Potency comparisons between UNI-DUR and BECONASE AQ depend on the specific clinical indication. These are agents from distinct pharmacological classes and are not directly interchangeable by dose. A physician or clinical pharmacist should guide any therapeutic switching decisions.
The standard adult dose of UNI-DUR is: 200-400 mg orally every 12 hours; maximum 800 mg daily.. The standard adult dose of BECONASE AQ is: Beclomethasone dipropionate aqueous nasal spray: 1-2 sprays (42-84 mcg/spray) in each nostril twice daily. Total daily dose: 168-336 mcg.. Dosing should always be individualized based on indication, renal and hepatic function, age, and other patient factors.

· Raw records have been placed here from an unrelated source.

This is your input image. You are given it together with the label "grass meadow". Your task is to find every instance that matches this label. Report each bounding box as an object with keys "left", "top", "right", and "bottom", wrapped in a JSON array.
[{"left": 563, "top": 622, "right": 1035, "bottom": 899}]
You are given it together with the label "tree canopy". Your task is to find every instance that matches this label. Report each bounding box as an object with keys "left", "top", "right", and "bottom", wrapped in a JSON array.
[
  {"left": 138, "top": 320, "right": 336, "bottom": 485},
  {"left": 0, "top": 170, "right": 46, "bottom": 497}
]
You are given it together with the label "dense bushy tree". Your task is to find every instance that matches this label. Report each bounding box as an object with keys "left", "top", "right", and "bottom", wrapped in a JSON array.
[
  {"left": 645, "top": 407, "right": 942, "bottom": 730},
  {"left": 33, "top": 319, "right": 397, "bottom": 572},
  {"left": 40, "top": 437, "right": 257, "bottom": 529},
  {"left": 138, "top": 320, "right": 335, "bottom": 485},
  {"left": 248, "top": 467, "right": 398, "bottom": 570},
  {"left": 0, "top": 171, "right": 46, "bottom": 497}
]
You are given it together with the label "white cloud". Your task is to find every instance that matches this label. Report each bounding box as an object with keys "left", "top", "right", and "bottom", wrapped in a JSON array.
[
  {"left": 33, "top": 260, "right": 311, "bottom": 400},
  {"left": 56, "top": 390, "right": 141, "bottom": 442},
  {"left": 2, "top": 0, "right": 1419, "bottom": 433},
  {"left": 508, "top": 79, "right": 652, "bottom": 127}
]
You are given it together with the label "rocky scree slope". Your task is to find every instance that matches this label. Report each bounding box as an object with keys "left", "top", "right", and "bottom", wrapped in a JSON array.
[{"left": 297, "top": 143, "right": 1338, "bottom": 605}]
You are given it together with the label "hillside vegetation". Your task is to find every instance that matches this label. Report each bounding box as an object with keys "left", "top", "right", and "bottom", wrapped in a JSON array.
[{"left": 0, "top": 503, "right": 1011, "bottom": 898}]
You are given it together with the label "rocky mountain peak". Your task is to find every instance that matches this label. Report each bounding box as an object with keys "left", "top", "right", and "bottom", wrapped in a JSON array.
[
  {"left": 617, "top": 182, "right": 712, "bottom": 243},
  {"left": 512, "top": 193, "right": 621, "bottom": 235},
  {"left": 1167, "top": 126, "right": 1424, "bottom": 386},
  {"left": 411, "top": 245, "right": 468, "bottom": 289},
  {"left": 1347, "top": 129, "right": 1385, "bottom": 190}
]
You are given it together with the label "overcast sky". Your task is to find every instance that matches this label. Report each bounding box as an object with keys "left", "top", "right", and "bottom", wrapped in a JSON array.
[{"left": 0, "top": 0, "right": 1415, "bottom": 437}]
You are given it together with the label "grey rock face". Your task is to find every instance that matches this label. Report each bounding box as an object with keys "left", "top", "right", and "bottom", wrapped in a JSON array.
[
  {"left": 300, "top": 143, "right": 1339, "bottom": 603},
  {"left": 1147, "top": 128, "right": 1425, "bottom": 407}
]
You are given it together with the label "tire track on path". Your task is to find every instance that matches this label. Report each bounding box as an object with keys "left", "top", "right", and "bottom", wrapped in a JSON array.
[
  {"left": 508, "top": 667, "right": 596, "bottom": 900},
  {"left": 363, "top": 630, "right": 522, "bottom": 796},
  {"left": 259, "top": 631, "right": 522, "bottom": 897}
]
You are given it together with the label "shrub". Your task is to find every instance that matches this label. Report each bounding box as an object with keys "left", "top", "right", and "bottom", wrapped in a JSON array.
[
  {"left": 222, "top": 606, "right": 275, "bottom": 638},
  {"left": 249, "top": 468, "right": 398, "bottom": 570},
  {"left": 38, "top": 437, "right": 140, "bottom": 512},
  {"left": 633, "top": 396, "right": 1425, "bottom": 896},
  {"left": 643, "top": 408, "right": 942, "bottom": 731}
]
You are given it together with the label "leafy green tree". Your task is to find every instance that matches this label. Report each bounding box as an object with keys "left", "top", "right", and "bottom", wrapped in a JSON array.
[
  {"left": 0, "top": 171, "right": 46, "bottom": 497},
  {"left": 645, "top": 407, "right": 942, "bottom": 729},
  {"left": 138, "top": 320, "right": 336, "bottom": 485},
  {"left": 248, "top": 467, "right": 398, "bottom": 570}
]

No direct drug-drug interaction has been formally documented between UNI-DUR and BECONASE AQ in current clinical databases. However, individual patient risk factors including other medications, organ function, and comorbidities should always be evaluated by a qualified healthcare provider.
The maternal-fetal safety profiles differ. UNI-DUR is classified as Category C. Pregnancy Category C. First trimester: no adequate studies, potential risk based on animal data. Second and third trimesters: may cause fetal harm including decreased uterine blood. BECONASE AQ is classified as Category C. Beclomethasone dipropionate (intranasal) is not associated with a significant increase in major malformations based on available data. First trimester: No evidence of teratogenic r. Always consult a maternal-fetal medicine specialist before taking either drug during pregnancy or lactation.